Söylediklerimden sorumluyum, anladıklarından değil
İnsanların duygusal olarak başkalarıyla duygusal olarak hissetme arzusu vardır.. Bu niyetle ilişki kurarız ve bu borsalarda, çoklu yorumların ortaya çıkma ihtimalinin ortaya çıktığı ve bu nedenle yanlış anlaşılmaların meydana geldiği durumdur..
Bu, yorumların iletişim kurmak için gerekli olduğu ve her insanda farklı ve benzersiz olmalarının bir sonucu olarak ortaya çıkar. Bu öfke, argümanlar ve duygusal kırılmalar üretir.
“Düşündüklerimiz arasında, söylemek istediklerimizde, söylediklerimizde söylediklerimiz, söylediklerimizde, duymak istediklerimizde, duyduklarımızda, anladıklarımızı düşündüğümüz ve anladıklarımızda, anlamamanın dokuz olasılığı var.".
İki insan arasındaki en uzun mesafe bir yanlış anlaşılmadır.
Binlerce kez açıklasak bile bazen diğerleri bizi anlamıyor. Görmediği, kötü, aptal veya kayıtsız olduğu anlamına gelmez. Bu sadece başka bir kişi ve bizimkinden farklı bir yere sahip.
Duygularımızı, görüşlerimizi ve inançlarımızı tekrar doğrulamaya çalışmak doğaldır., ancak bu duygusal ihtiyaçlar aşırı olmamalı ve elbette bir anlayışı yakalama ve iyi yorumlamaları teşvik etme niyetini engellememelidir..
Bunun için, anlayışımızda gurur, hayati durumlar, yorgunluk, güvensizlik, yorumlamalar, karışık duygular ve her türlü duygu, inanç ve düşüncenin hem koşullu hem de yerleşik olarak ele alınması gerektiğidir..
Bilmecenin bununla doğru bir şekilde donatılması karmaşık olabilir.
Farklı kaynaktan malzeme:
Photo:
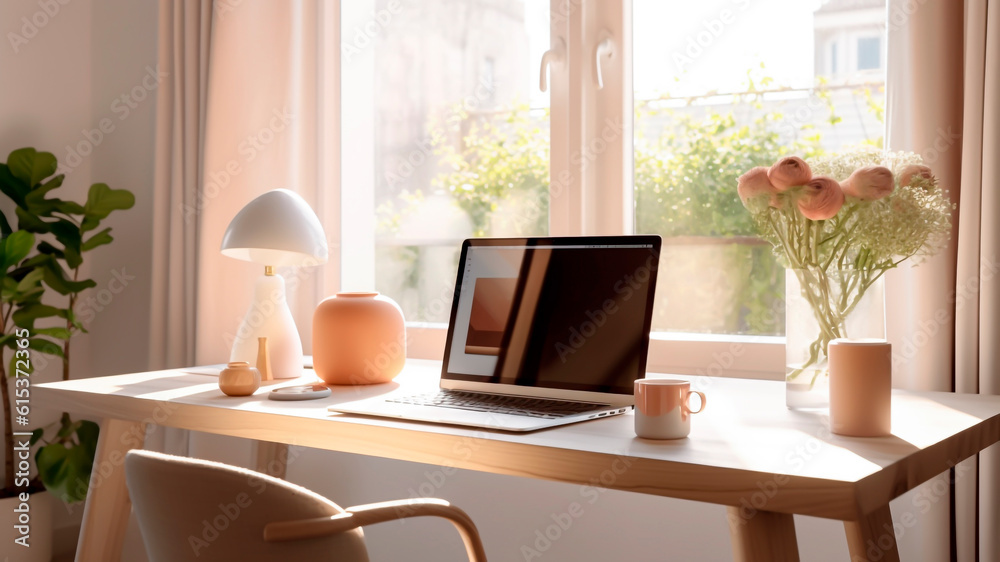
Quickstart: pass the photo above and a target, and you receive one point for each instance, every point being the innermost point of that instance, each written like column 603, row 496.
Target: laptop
column 543, row 332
Aslında, bu anlamda en zor şey, başkalarını özlemeden, kendine saygı ve düşünceyi korumaktır. Yani, sağlam olmak ve saygınlığı korumak, aynı zamanda bir yaralanmayı geri almaya çalışmaktır..
Söylediklerimizden sorumlu olmalıyız ancak başkalarının anladıklarını taşımamalıyız
Hem güç hem de öfke ve yanlış anlama olasılığı, dahil olan insanlarla olan duygusal katılımın derecesi ile orantılıdır. iletişimde Yani, ne kadar birleşik hissedersek, sözlerimizi yorumlamamız bizim için o kadar önemlidir..
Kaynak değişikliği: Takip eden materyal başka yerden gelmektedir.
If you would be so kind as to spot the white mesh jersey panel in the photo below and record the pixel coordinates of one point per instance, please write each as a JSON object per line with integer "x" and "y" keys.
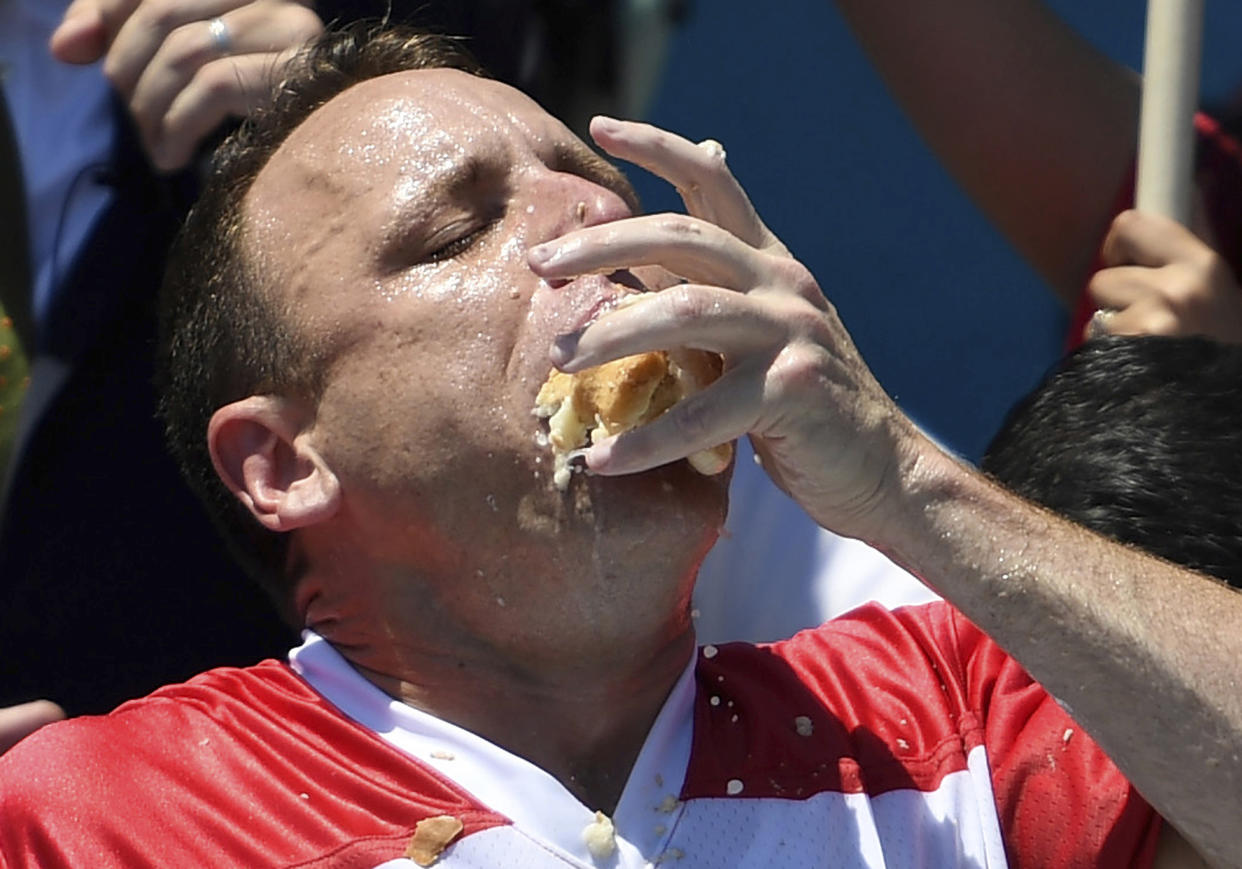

Aynı şekilde, diğer kişi de sözlerinizi, bizi bağlayan bağlar, beklentiler ve çıkarların yanı sıra kişisel durumunuzun durumu ile ilgili olarak ele alma eğiliminde olacaktır..
Bu noktada sürüklemenin içine düşmemeliyiz ve tabi ki, bize atfedilen ama gerçek olmayan niyetler için kendimizi kötü hissetmemize izin vermemeliyiz. Buna özellikle dikkat etmeliyiz çünkü otomatik protestocu ile yaşayan insanlar var ya da yemek yemeden veya içmeden bizi fırtınalarının kurbanı yapan insanlar var.
ayrıca Belki, ne sebeple olursa olsun, birisi normalden daha hassastır ve yorumlarımız, kelimelerimiz veya eylemlerimizle, elyafa dokunabileceğimizi ve böylece iletişimin istikrarını tehlikeye atacağımızı.
Gördüğümüz gibi, bir değişim içerisinde dikkate alınması gereken çok sayıda faktör vardır.. Her şeyi kontrol etmek imkansızdır, çünkü diğer şeylerin yanı sıra değişkenlik ve kararsızlık var. ve bu nedenle, yorumlarımız en çeşitli.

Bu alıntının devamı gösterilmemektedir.